BECAUSE JUSTICE DOESN'T JUST HAPPEN

Building a network, not an empire
by Kevin Jones

If you do a search on Google, the popular internet search engine, for Abortion-"Right to life" you get 40 plus sites, almost all of which refer and link to each other. If you do the same search on "Abortion-"Freedom of Choice" about 35 sites come up, almost none of which refer to each other. That’s an illustration of a basic truth that should be uncomfortable for readers of The Witness: The right literally knows what it is doing, and who else is doing it, much more than do progressives and groups working for justice.

Conservatives seem to be far better at using information as a tool for organizing movements and have the systems in place to effectively focus their energies on a cause. Meanwhile, progressives typically work as isolated islands of activists. The myopia that isolation engenders could be a significant part of the reason progressives got blindsided by the effectiveness of the forces the conservatives were able to marshal to pass anti-inclusive resolutions at the Lambeth conference of Anglican bishops in 1998.

That’s the problem that the Witness Information Network has arisen to help solve (see www.thewitness.org). Simply put, we want to help turn those isolated islands of progressives and groups focused on causes like full inclusion for gays and lesbians, economic justice, peace and the environment into groups that know what their peers and potential collaborators are doing. We want the islands to become nodes connected to a network, able to communicate, partner and make common cause together to help bring about the realm of God.

Our goal is to do it by working with movement groups and parishes to build online and physical communities that help empower the members of each group. But we want to do far more than just provide a better and more vital online presence for individual existing groups. We’re out to work on that problem exemplified by the Google search illustrated above. So our real goal is connecting the dots between the groups who join the Witness Information Network as a way to build a broad community of people working for justice. Presenting or helping sponsor conferences, seminars and training sessions will also be part of our community-building activities.

Our first partner organization, Claiming the Blessing, the coalition of Integrity, Oasis groups and Beyond Inclusion, exemplify the approach we want to take. Those organizations decided their chances of getting rites for same-sex blessings approved for inclusion in the Book of Occasional Services at General Convention next summer were greater if they joined forces.

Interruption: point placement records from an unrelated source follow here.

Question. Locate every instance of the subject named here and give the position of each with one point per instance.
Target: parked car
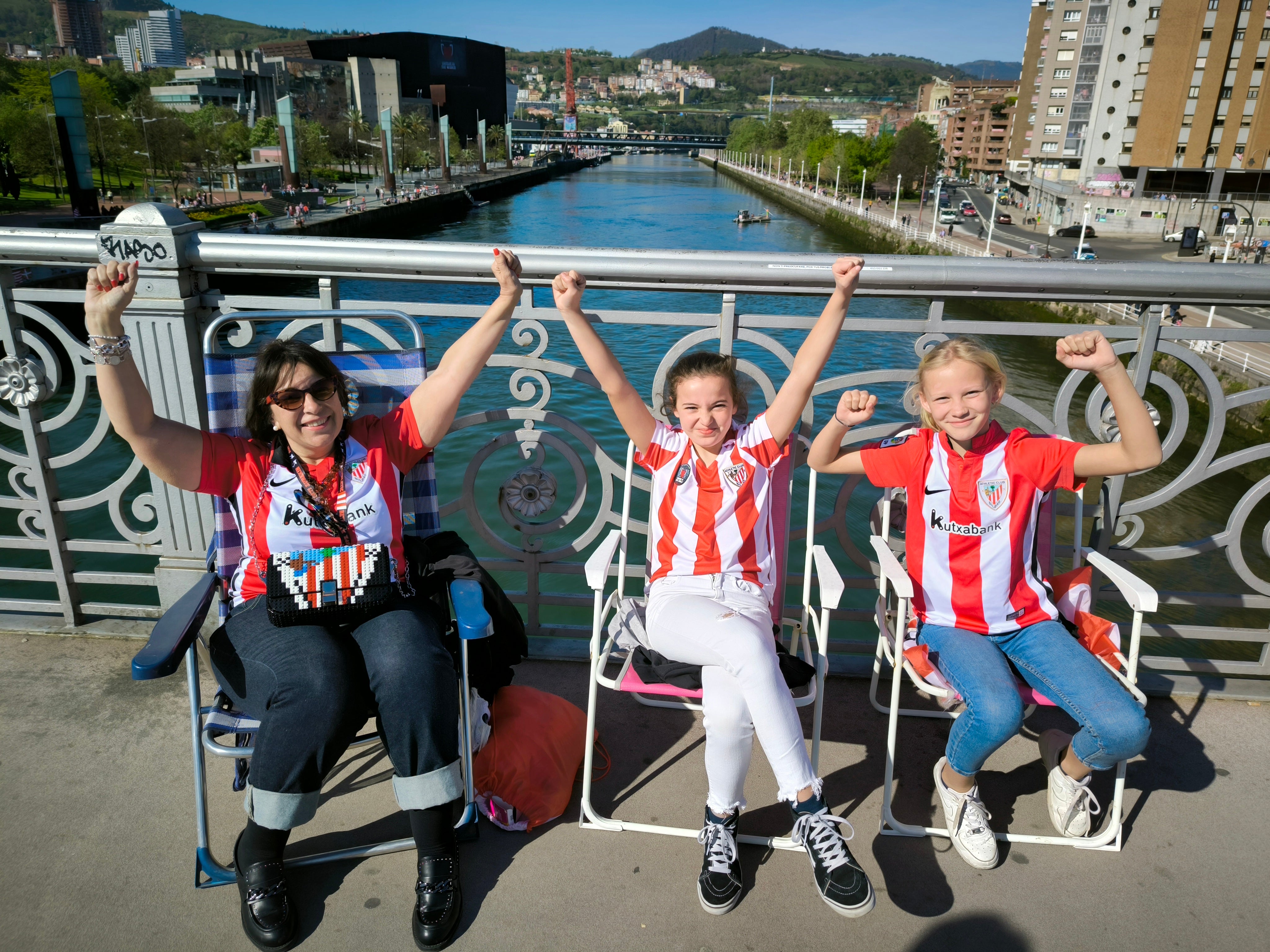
(1178, 236)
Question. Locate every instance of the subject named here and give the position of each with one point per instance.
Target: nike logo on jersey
(942, 525)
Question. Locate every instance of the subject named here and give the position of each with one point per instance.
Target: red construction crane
(571, 99)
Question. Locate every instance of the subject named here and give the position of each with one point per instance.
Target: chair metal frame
(892, 623)
(600, 566)
(176, 634)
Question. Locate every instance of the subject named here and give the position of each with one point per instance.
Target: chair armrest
(173, 634)
(600, 562)
(892, 569)
(828, 578)
(474, 621)
(1140, 596)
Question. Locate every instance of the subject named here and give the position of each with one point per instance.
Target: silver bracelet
(110, 353)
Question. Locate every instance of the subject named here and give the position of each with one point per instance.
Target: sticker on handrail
(827, 267)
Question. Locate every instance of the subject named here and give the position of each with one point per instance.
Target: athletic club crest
(994, 493)
(736, 475)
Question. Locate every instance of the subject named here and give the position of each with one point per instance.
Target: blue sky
(991, 30)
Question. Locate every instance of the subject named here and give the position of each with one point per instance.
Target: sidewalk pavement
(97, 836)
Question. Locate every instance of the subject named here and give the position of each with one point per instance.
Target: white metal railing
(191, 277)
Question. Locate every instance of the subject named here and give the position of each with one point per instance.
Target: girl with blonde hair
(973, 497)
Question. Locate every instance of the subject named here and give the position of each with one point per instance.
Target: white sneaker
(1071, 803)
(967, 821)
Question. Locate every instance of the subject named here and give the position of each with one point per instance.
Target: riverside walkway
(97, 835)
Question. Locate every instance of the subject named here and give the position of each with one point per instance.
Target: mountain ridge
(712, 41)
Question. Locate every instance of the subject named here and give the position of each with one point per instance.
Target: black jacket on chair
(435, 563)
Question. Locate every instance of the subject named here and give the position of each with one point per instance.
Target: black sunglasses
(293, 398)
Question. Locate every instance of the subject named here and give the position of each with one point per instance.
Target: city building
(942, 95)
(1135, 99)
(242, 90)
(155, 41)
(79, 26)
(464, 79)
(378, 87)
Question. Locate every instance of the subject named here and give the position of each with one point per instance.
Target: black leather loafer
(439, 903)
(269, 915)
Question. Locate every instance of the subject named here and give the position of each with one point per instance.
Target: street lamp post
(1085, 221)
(935, 211)
(992, 224)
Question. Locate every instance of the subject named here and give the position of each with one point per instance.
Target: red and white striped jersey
(972, 522)
(713, 520)
(379, 451)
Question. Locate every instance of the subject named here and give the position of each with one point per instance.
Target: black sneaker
(719, 883)
(842, 884)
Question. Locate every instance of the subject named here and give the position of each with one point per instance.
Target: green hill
(32, 22)
(709, 42)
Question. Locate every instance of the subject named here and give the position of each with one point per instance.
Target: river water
(676, 202)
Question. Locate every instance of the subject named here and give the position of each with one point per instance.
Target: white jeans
(724, 625)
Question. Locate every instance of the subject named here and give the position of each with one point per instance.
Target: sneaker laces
(721, 847)
(973, 814)
(827, 842)
(1080, 791)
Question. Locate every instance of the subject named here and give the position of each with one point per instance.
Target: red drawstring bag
(524, 776)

We are also in talks with the Episcopal Peace Fellowship, Integrity and other groups, as well as some progressive parishes and groups within those parishes about joining our network.

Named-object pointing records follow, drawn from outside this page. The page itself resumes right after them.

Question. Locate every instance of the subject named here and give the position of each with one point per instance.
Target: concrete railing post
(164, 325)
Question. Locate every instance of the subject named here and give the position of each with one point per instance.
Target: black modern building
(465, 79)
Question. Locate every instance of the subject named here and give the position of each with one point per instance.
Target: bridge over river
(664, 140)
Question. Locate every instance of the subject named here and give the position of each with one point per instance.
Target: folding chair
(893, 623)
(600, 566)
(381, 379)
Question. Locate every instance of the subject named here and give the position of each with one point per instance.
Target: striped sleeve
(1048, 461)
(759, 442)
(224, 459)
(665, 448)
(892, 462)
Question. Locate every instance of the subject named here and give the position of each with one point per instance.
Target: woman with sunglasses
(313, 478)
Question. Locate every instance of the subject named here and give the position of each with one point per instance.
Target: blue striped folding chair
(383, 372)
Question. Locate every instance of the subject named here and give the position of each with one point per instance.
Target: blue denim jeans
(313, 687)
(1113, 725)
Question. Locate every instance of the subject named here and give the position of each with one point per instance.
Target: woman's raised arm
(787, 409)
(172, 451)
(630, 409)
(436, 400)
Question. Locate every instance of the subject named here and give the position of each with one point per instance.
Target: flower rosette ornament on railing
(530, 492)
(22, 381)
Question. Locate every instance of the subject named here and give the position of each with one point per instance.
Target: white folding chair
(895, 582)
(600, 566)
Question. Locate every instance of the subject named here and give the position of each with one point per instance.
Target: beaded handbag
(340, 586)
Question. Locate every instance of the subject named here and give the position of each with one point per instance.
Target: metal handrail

That’s our overall strategy; acting from the belief that all of us are more powerful than any one of us and that we need to learn to make common cause together, just like the conservatives already do. The Witness Information Network’s goal is to create the information infrastructure to help make that a reality. One thing we have discovered is that most of our potential partners know their issues inside and out, but the communication piece is often an afterthought, left to volunteers who have too much on their plate and too little time. That’s something we can help with. My wife, Rosa Lee Harden, vicar of Holy Innocents’ Episcopal Church in San Francisco, and I have decades of media experience, including building a business that successfully created a community that met virtually on the internet and physically at conferences. We consider this our shared ministry.

Tactics will include providing a movement calendar, where everyone on the justice side of the church can find out which group is doing what, when they are doing it and with whom. We are creating a network of linked websites for partner groups. We have hired Pulitzer prize-winning journalist turned Episcopal priest, Pat McCaughan, to edit an online newsletter that will cover the news about the justice activities of the various movements, groups and active parishes and help connect people in each of those island-like groups with each other. And Susan Russell, executive director of Claiming the Blessing, will be working with us as community manager. She will be connecting people and movements to each other, in kind of a cross-pollination role, helping to grow the entire field.

Our goal is to build a network, not an empire. This is not a top down, hierarchical effort; our goal is to help everybody do better what they are already doing, not to dictate to anyone what they should do. Because of that approach, much of what the Witness Information Network will become remains to be discovered; we will be actively listening and responding and refining our approach in dialogue with our partners and interested individuals as we go along. We are excited about our vision and our opportunity. We hope you will get involved and help us make it happen.